Understanding practices
The second meeting is designed to be more interactive and directed. Using our primary and secondary research on Taino traditions and practices, the research team created a series of thematic abstractions from an exhaustive library of myths, traditions and stories, grouping ideas together.
The values and needs abstracted are then used as linking catalysts to further understand deep alignments that our interviewees might share. Focusing on feelings and the senses, the exercise encourages embodiment, beginning to hint towards spatial visioning that could become architecture.
Programming
Along with collecting information through interviews, the design team slowly began to adjust ideas for programming on the site according to the values that were appearing in the interviews.
A resonant exercise in visioning and matching, we began sculpting ideas of what could happen to support the stakeholders of the project philosophically and economically.

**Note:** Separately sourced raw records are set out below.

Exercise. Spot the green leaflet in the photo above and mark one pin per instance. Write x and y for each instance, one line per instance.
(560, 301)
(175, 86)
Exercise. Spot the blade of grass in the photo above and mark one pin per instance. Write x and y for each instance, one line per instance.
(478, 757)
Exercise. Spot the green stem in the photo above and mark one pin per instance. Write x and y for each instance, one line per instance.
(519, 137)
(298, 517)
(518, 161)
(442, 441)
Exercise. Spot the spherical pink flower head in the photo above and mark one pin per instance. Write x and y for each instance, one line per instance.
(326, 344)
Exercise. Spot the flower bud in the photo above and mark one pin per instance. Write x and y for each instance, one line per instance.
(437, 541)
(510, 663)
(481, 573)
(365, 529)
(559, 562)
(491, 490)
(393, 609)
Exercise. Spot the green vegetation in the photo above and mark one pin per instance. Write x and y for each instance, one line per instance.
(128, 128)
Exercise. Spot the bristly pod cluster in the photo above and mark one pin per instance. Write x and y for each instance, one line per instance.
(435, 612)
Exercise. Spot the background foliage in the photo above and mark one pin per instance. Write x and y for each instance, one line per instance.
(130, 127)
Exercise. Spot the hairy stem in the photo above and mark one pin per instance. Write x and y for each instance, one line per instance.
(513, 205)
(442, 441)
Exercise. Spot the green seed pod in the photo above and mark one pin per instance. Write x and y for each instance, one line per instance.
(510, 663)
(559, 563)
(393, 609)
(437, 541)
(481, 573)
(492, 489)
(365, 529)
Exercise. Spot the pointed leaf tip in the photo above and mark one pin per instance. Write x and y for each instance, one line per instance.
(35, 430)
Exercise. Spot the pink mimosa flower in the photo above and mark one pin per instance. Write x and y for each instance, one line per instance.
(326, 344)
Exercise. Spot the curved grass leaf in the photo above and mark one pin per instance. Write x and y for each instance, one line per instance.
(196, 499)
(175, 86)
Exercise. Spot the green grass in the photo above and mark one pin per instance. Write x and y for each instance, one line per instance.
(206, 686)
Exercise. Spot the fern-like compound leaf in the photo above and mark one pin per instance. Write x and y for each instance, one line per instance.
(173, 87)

The next step would be to begin uncovering vignettes of what these spaces might actually look like, kicking off another round of interviews and interactions with the committees.
What next?
A huge challenge of building out this process is confronting our assumptions, biases and traditional roles as trained architects.
Firstly, as mediators and initiators, Archea’s position is distinctly different in the system of development than that of an architect, who usually enters the process towards the end of the conception of a project, when stakeholders are ready to build.
Secondly, the architect’s agency is often severely limited by the stakeholder that hired them, forcing a fine balance between representing the client’s interests with those of the communities architects often claim they represent.
Finally, we often think of the object or the result of what we build as our greatest contributing value. Instead, at Archea, we attempt to let traditional ‘design’ take a backseat and focus our energy on listening in all forms. Maybe this research will lead towards building, but will hopefully and most importantly lead to alignment and collaboration.